Excellent...thanks so much Daniel...I will start testing that out this weekend.

James

Yea so I lied I tested this already :smiley: This works really well. I'm assuming that the number of seconds in "redef 3600 secs" and "LogRotationInterval = 3600" in broctl.conf have to match up. And as I have bro symlinked to /usr/local/bin/bro I also had to symlink:

lrwxrwxrwx 1 root root 47 Aug 21 14:24 /usr/local/bin/archive-log -> /usr/local/bro/share/broctl/scripts/archive-log
lrwxrwxrwx 1 root root 52 Aug 21 14:38 /usr/local/bin/broctl-config.sh -> /usr/local/bro/share/broctl/scripts/broctl-config.sh

But after that it ran like a champ. My last question is if I have these rotate every 24 hours, if I say...start this at 15:00, will it rotate at 15:00? Thank you.

James

To give me an option to append instead of overwrite. I imagine
that
since broctl does all the file management that this could be a
command
line option...

Ah! You just want to have file management (and perhaps full
rotation?) added as a standalone script and not something that is
added by broctl?

Johanna is right that with our current logging scheme we can't
really append log files for multiple reasons but I could certainly
pull together something that would give you decent log rotation
without running broctl.

    .Seth

To get basic log rotation working without running broctl, you only
need to add this in one of your Bro scripts:

redef Log::default_rotation_interval = 3600 secs;

However, that does not compress the rotated logs, and it will not
move them to another directory. If you want those features, then
you need to have broctl installed, and you need to add this line
also:

redef Log::default_rotation_postprocessor_cmd = "archive-log";

The "archive-log" script will be executed by Bro (so it either needs
to be in Bro's PATH or you need to give the pathname).
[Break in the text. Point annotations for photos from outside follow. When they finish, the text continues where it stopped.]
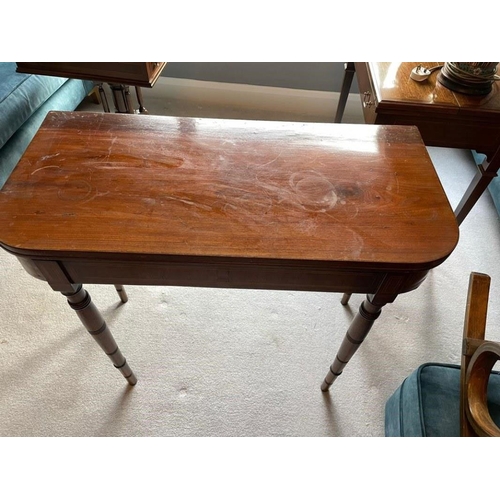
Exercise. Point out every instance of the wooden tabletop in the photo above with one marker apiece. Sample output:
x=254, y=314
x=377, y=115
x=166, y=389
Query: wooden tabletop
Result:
x=156, y=186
In order to get the archive-log script to work, you need to
edit broctl.cfg as needed and run "broctl install". Then start Bro
manually and when Bro runs archive-log it should have all the
info it needs.

Yea so I lied I tested this already :smiley: This works really well. I'm
assuming that the number of seconds in "redef 3600 secs" and
"LogRotationInterval = 3600" in broctl.conf have to match up. And as I

Those values don't really need to match (but it might be best to
keep them in sync just to avoid confusion). Since you're not
starting Bro with broctl, then the only broctl config options
that will be used are the ones that the archive-log script uses
(you can look in that script to see which variables it uses,
if you're curious).

But after that it ran like a champ. My last question is if I have
these rotate every 24 hours, if I say...start this at 15:00, will it
rotate at 15:00? Thank you.

James

In that case I think it will rotate at midnight.

That's beautiful...thanks so much Daniel!

James

FYI…this absolutely rotated at midnight…which is just perfect…thanks again.